Ratings are based on several factors, such as whether a center screens every child for developmental and health issues, whether teachers have the required qualifications, whether the center meets state-mandated child-teacher ratios, and the local assessment team’s observations of in-class interactions between children and teachers.

“We found that the process worked smoothly,” Sarah Sun, education director at Kai Ming preschools in San Francisco, said of the schools’ first assessments. “It was helpful, and we need those assessments to improve. We didn’t feel that it was a pain.”

Most early-learning centers across the state have completed their rating plans and are in the process of being assessed by county education officials.

In Los Angeles County, school officials have rated 200 of 600 early-learning sites, and are in the process of shifting 300 preschools from a pre-existing rating system into the new system so they can be assessed in the coming months, Kurtz said.

Teachers in Los Angeles will be trained by professional coaches about how to ask students questions that prompt better interactions. In some cases, changes to the physical layout of classrooms are being considered to make better spaces for kids to learn.

San Francisco, which administers 150 preschools, has quality plans in place for those sites and has completed the first assessments of all but seven schools, said Laurel Kloomok, executive director of San Francisco First 5, which oversees educational programs in the city for children from birth to five years.

Dual language learning

The Kai Ming preschools in San Francisco received their first quality assessment from First 5 in 2014, and the centers received high marks, said Sarah Sun, educational director of programs at the nonprofit’s five sites in the city.

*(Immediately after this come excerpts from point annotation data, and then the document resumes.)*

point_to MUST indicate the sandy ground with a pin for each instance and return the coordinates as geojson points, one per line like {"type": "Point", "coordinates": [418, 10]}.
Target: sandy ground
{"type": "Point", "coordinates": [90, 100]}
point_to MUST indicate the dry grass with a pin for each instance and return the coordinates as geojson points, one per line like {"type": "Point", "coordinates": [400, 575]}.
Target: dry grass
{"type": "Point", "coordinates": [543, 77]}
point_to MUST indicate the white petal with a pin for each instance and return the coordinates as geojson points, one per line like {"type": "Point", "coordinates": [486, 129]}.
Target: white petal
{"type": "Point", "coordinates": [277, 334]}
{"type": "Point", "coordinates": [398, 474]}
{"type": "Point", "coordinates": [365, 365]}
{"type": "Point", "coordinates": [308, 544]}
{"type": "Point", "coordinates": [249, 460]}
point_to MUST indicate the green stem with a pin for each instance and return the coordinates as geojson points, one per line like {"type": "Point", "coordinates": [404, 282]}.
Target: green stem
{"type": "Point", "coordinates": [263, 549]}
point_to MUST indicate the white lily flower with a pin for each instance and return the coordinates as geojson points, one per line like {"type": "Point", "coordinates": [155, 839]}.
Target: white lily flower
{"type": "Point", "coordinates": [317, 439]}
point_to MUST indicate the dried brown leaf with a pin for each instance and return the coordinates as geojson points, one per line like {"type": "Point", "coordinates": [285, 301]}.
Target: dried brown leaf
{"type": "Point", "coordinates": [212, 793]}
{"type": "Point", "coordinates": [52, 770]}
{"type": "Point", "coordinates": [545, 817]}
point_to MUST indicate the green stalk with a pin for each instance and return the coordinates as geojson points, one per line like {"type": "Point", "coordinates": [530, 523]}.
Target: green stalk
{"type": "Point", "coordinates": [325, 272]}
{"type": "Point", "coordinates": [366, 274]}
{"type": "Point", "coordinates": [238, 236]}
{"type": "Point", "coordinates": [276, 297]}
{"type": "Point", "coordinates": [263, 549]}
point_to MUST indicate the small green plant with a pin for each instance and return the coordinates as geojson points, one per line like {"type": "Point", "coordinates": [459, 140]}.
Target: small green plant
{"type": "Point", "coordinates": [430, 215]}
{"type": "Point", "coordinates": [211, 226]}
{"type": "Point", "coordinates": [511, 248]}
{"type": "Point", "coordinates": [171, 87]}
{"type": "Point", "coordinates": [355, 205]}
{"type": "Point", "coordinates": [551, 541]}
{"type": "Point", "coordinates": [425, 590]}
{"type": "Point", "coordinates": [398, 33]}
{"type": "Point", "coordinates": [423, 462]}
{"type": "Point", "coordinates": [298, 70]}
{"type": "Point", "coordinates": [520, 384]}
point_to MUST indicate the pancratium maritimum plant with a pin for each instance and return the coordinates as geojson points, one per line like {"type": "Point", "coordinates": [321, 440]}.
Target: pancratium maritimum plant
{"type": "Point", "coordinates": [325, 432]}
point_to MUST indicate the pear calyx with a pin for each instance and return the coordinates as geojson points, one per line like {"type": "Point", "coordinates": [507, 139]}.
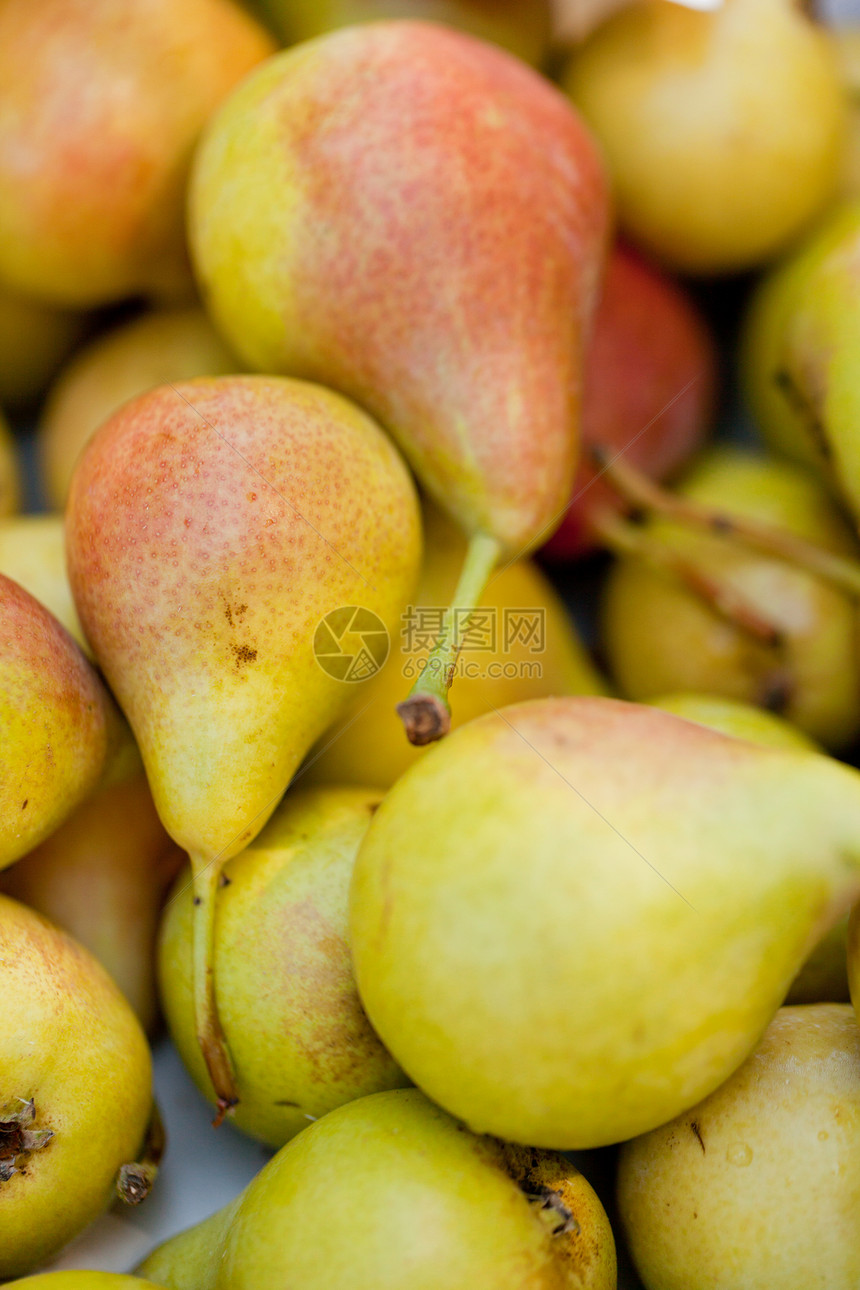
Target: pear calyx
{"type": "Point", "coordinates": [17, 1138]}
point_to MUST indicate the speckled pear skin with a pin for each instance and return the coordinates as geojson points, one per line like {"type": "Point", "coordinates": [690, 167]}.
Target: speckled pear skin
{"type": "Point", "coordinates": [210, 526]}
{"type": "Point", "coordinates": [58, 725]}
{"type": "Point", "coordinates": [417, 219]}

“We found that the process worked smoothly,” Sun said. “It was helpful, and we need those assessments to improve. We didn’t feel that it was a pain.” Given the complexity of the ratings system, Sun said, Kai Ming isn’t making its ratings public until after it meets with parents to explain what the scores mean.

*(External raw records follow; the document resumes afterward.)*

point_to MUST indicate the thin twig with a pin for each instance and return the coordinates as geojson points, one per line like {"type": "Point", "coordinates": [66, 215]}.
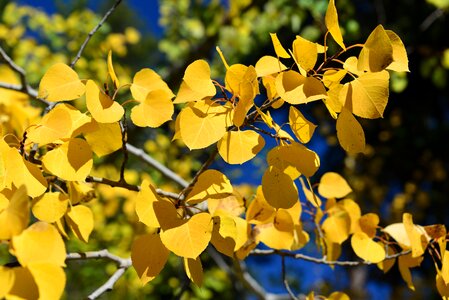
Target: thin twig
{"type": "Point", "coordinates": [93, 31]}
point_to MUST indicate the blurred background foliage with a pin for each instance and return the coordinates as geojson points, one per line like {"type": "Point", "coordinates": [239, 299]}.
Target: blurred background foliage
{"type": "Point", "coordinates": [405, 167]}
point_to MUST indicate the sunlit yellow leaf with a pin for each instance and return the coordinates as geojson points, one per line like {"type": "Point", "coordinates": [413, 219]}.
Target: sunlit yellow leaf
{"type": "Point", "coordinates": [280, 51]}
{"type": "Point", "coordinates": [366, 248]}
{"type": "Point", "coordinates": [148, 256]}
{"type": "Point", "coordinates": [106, 139]}
{"type": "Point", "coordinates": [15, 215]}
{"type": "Point", "coordinates": [39, 243]}
{"type": "Point", "coordinates": [377, 52]}
{"type": "Point", "coordinates": [331, 21]}
{"type": "Point", "coordinates": [295, 88]}
{"type": "Point", "coordinates": [237, 147]}
{"type": "Point", "coordinates": [111, 71]}
{"type": "Point", "coordinates": [102, 108]}
{"type": "Point", "coordinates": [301, 127]}
{"type": "Point", "coordinates": [210, 184]}
{"type": "Point", "coordinates": [60, 83]}
{"type": "Point", "coordinates": [156, 109]}
{"type": "Point", "coordinates": [268, 65]}
{"type": "Point", "coordinates": [400, 59]}
{"type": "Point", "coordinates": [224, 234]}
{"type": "Point", "coordinates": [190, 237]}
{"type": "Point", "coordinates": [196, 83]}
{"type": "Point", "coordinates": [350, 133]}
{"type": "Point", "coordinates": [81, 221]}
{"type": "Point", "coordinates": [278, 188]}
{"type": "Point", "coordinates": [194, 270]}
{"type": "Point", "coordinates": [71, 161]}
{"type": "Point", "coordinates": [50, 280]}
{"type": "Point", "coordinates": [333, 185]}
{"type": "Point", "coordinates": [50, 207]}
{"type": "Point", "coordinates": [145, 81]}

The biggest challenge for Kai Ming’s center in San Francisco’s North Beach neighborhood is teaching English to the 85 percent of its students who speak Cantonese.

To do that, it staffs two classrooms a day, and each class has at least two teachers – including one who speaks English to students and one who speaks Cantonese to students. Each day, the children grapple with “a lot of words” in each language, said Nesanna Lee, who is lead teacher and the site manager.

By the time the 40 3- and 4-year-olds leave the North Beach center for kindergarten, they must be able to write their names, know the alphabet and learn to count to 100.

Counties cooperating

Consortia representing 16 counties across the state are administering the ratings system and are sharing resources to help 14 neighboring counties do the same in their areas. While most of the ratings standards are set by the state, county school officials can add their own requirements.

For example, Santa Barbara County requires that a school program must be accredited by a national organization to receive the highest rating. By contrast, Los Angeles County wants to include a center’s success in engaging families in its activities.

Fresno County, which has a high percentage of Spanish-speaking students, requires that lesson plans and class materials reflect the cultures and languages of students, said Isela Turner, a project specialist for the Fresno County Office of Education. In addition, classes with at least 20 percent of English learners who speak the same language must have at least one teacher who is fluent in that language.

County officials who are assessing the early-learning centers say the quest to improve the quality of programs can be daunting.

“There is a pretty high staff turnover rate in preschools,” said Kurtz of Los Angeles Universal Preschool. “That puts a burden on staff, especially when we want to improve the quality of our workforce.”

Dawn Kurtz’ job title has been corrected. It is Senior Vice President of Programs at Los Angeles Universal Preschool.